A few months ago, I was leaving a store when I noticed a truck plastered with Confederate flag bumper stickers. One of the stickers stated, “DEPORT ILLEGALS.” I was immediately struck by the irony of the statement. Considering the fact that Confederates were traitors, they should be what we refer to as illegal.
I know that removing Confederate statues, flags and monuments won’t end structural racism. I know that removing Confederate flags won’t end police brutality. I know that the broken statues of Robert E. Lee and Jefferson Davis won’t heal the wounds of oppression.
But I still want to watch them fall.
I want to see them crumble in bits. I want to see them flung into the water. I want the heads knocked off and graffiti to cover their names.
The point that many are missing, is that the existence of these statues and monuments is an act of terrorism itself.
I grew up in Milledgeville, GA, a small town that at one point was the capital of Georgia. I grew up surrounded by Confederate flags, it was normalized. White students would wear their Confederate flag shirts to school with no issue, while Black students were reprimanded for wearing FUBU. In the 6th grade, I attended Georgia Military College Preparatory School, located at the Old Capitol Building where Georgian politicians voted to secede from the Union and join the Confederacy. I attended school on those grounds.

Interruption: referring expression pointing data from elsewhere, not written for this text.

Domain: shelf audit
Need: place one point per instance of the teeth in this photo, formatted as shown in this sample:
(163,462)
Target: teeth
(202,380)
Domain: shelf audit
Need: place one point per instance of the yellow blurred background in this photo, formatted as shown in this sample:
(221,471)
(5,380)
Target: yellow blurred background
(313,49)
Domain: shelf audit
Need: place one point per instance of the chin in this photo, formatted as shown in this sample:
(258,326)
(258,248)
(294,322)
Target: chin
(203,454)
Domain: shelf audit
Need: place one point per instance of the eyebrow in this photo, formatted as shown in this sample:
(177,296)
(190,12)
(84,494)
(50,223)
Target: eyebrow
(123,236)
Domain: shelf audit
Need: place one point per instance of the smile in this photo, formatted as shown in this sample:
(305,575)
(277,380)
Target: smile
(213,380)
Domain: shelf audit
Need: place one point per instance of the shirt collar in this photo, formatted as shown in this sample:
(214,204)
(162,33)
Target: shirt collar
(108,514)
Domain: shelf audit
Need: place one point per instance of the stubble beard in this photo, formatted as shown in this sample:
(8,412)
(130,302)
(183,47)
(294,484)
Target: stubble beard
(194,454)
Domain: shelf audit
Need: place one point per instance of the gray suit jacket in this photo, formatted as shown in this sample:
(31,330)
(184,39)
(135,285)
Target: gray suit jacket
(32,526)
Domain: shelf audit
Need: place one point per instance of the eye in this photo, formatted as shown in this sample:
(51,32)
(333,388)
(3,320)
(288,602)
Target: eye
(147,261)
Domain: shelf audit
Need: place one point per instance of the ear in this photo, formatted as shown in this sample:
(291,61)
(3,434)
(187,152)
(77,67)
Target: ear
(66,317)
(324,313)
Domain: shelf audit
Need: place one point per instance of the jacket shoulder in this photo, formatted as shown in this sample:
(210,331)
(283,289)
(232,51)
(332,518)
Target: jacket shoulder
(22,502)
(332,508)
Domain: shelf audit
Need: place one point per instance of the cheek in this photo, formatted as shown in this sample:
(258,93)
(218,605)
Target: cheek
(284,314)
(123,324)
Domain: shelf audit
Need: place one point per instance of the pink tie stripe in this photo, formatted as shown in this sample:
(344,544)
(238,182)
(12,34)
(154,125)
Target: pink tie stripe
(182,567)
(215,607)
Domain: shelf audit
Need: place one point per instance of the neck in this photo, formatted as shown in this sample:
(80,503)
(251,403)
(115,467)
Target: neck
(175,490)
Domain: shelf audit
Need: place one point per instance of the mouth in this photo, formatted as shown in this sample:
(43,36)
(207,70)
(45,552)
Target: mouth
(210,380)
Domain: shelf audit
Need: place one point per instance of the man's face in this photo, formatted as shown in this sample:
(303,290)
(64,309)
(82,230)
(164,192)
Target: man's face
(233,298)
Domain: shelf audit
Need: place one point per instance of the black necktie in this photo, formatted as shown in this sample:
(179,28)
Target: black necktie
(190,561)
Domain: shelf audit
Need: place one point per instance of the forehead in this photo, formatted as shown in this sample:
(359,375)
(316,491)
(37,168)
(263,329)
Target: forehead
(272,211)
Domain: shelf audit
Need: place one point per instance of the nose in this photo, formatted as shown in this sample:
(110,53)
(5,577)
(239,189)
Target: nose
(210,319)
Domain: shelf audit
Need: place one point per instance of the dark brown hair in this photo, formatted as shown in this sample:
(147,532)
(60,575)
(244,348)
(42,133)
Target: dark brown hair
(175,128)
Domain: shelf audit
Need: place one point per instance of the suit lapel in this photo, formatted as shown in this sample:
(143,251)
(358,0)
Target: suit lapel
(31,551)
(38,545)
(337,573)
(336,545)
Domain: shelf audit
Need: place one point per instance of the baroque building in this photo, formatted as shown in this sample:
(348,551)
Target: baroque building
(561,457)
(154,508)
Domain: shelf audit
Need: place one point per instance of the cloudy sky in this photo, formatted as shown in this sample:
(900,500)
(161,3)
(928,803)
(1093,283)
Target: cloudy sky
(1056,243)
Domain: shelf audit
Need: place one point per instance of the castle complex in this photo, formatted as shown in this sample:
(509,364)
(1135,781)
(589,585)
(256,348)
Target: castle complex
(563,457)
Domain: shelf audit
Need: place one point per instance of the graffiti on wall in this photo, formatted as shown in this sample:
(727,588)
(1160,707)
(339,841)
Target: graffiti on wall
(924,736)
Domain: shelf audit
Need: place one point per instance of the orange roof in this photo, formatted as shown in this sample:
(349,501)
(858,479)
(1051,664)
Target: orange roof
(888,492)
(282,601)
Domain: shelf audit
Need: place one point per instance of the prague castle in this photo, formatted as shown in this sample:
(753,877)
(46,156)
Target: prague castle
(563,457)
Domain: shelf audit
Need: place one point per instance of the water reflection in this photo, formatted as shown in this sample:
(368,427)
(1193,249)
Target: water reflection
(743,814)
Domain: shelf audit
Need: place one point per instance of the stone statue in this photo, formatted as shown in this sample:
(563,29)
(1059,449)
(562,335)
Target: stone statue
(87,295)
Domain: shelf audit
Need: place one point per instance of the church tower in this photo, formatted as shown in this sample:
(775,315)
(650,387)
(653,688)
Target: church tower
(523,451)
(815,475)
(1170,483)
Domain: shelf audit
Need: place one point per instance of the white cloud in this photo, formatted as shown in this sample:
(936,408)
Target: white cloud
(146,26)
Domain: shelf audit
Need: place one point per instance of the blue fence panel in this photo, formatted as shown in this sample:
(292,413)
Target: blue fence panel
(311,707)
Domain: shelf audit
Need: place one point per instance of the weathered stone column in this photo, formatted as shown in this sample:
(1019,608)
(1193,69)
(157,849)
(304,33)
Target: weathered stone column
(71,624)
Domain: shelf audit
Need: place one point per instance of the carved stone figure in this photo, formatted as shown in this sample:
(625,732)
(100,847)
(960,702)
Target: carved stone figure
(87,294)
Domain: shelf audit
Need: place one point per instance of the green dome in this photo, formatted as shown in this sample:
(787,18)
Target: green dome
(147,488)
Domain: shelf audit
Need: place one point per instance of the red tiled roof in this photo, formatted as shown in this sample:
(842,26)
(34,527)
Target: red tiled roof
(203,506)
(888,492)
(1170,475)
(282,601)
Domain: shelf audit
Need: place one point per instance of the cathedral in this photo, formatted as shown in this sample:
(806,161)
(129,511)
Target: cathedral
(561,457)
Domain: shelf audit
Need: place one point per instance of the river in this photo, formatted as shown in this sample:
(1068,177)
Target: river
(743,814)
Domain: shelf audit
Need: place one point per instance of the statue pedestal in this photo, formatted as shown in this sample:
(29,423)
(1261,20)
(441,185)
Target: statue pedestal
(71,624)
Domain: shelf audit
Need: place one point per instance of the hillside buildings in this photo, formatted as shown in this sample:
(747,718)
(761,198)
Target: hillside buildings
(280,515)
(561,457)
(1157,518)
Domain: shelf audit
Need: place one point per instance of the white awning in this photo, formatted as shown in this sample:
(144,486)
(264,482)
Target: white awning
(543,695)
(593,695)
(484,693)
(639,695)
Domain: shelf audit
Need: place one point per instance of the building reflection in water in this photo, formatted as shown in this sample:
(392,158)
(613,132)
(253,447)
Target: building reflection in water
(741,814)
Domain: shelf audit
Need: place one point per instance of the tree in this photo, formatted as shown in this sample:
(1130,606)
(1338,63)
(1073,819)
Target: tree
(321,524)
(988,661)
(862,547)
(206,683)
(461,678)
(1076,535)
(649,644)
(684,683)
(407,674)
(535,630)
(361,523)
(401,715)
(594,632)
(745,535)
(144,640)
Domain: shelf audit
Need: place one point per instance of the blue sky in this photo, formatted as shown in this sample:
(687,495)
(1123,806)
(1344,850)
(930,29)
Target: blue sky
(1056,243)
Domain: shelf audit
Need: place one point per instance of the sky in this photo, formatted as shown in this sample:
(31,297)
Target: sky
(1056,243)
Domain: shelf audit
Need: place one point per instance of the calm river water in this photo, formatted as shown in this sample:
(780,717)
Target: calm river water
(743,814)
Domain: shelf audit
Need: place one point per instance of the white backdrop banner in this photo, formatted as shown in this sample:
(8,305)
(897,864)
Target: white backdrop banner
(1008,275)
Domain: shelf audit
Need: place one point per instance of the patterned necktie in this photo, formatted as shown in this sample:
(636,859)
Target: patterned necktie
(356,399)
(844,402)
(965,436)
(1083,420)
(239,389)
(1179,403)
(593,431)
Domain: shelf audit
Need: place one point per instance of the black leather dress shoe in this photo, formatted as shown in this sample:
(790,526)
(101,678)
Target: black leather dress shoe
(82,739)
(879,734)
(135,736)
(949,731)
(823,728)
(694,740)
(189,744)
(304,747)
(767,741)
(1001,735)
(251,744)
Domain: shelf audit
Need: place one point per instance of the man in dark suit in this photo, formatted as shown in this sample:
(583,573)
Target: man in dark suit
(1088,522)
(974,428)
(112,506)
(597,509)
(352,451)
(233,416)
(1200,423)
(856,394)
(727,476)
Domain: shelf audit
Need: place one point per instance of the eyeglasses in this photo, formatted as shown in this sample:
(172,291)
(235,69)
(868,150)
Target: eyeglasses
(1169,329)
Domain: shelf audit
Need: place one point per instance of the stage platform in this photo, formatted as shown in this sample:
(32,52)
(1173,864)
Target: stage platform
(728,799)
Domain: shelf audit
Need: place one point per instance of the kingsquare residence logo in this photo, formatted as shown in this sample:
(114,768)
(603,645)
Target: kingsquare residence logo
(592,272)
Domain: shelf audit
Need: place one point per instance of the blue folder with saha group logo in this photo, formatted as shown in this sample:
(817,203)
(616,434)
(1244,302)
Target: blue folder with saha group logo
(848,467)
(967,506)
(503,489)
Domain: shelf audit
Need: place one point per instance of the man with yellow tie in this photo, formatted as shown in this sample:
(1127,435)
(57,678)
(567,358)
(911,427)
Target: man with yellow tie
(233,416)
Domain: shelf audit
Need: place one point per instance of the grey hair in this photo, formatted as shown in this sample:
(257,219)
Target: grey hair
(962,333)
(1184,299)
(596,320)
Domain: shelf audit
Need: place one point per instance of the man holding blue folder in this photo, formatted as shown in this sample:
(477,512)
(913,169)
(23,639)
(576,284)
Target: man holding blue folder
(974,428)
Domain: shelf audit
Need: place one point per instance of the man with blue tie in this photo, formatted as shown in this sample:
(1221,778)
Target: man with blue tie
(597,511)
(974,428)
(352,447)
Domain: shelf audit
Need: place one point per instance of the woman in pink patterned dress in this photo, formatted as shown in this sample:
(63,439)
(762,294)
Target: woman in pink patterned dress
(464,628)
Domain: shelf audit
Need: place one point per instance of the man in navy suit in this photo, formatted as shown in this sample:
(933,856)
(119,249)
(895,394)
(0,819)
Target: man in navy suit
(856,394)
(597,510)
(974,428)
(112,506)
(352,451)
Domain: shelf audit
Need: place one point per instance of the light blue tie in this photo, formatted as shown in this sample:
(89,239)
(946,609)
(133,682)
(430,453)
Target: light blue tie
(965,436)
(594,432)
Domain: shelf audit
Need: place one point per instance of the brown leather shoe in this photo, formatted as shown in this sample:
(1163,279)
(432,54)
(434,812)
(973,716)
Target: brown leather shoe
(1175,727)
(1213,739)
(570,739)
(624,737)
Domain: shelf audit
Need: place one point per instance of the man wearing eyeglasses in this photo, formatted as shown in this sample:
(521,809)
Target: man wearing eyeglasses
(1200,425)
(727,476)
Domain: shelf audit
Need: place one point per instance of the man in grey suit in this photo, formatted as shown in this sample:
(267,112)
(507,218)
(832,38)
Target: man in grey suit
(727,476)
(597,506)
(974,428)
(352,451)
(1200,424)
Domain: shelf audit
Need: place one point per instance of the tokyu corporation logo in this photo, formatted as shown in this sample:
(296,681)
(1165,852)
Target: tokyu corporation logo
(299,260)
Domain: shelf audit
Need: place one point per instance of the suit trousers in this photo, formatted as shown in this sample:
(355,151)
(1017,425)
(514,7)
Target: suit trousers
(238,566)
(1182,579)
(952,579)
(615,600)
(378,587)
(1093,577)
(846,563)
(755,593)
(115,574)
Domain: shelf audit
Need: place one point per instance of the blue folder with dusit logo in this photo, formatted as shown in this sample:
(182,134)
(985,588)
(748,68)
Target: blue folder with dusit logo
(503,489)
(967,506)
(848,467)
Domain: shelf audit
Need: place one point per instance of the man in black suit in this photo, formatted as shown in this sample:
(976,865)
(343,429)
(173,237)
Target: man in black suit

After school, many of us would go to the Mary Vinson Memorial Library to study. The library is named after the wife of Congressman Carl Vinson, a segregationist that signed onto The Southern Manifesto. The manifesto was drafted and signed by southern politicians who were angry with the Supreme Court’s Brown v. the Board of Education of Topeka ruling that racially segregating schools was unconstitutional. Across the street, from the library was a statue dedicated to Confederate soldiers. According to the Union Recorder, Milledgeville’s local newspaper, the monument was “constructed by the United Daughters of the Confederacy’s (UDC) Robert E. Lee Chapter and first unveiled in 1912.”
Surrounding the statue was a small plot of cotton that grew in the spring and summer. Yes, they had a plot of cotton growing around a Confederate monument when I was 12 years old.
The UDC chapter still exists. A few years ago the monument was hit by a car and instead of removing the memorial, the chapter was excited for the opportunity to rebuild it.
Inside the Mary Vinson Memorial Library was a glass encasement of Confederate memorabilia. I used to stand underneath the light where the uniform medals shone. Here I was, a little Black girl from Georgia, my surroundings at odds with my existence. For the sake of history, as some would say.
A few years earlier, my grandmother told me the story of how my family escaped from sharecropping when she was a small child. My great-grandparents Flossie and George Wilder fled with their children until they reached Augusta, GA where they lived the rest of their days. It seems like a long time ago, except that Flossie and George were still alive when I was born. In fact, I have fond memories of great-granddaddy teaching me about money and great-grandmama chewing her snuff, despite his disapproval.
George died when I was a little girl but Flossie lived until I was a sophomore in college. My mother remembers my great-grandfather still being paranoid, of white men potentially capturing him, when she was a child.
He lived with a reality that his grandchildren and great-grandchildren had often misunderstood. We weren’t just surrounded by flags and monuments. The world around George and Flossie served as a constant threat and reminder of the terror of slavery and sharecropping. The world around them celebrated terrorists. Years had passed, yet still, the world around me did the same.
I don’t want that for my daughters.
Protestors against police brutality and systemic racism have every right to knock these monuments down if local municipalities and the federal government refuse to do so.
It’s time for America to deport Confederates, send them back to the land of defeat. Remember them as they were, terrorists, enslavers, traitors, and losers. It’s long been time to watch them crumble.
Neo-slavery, neo-colonialism, wage slavery, systemic anti-Black racism, and oppression – I’m looking forward to all of those crumbling too.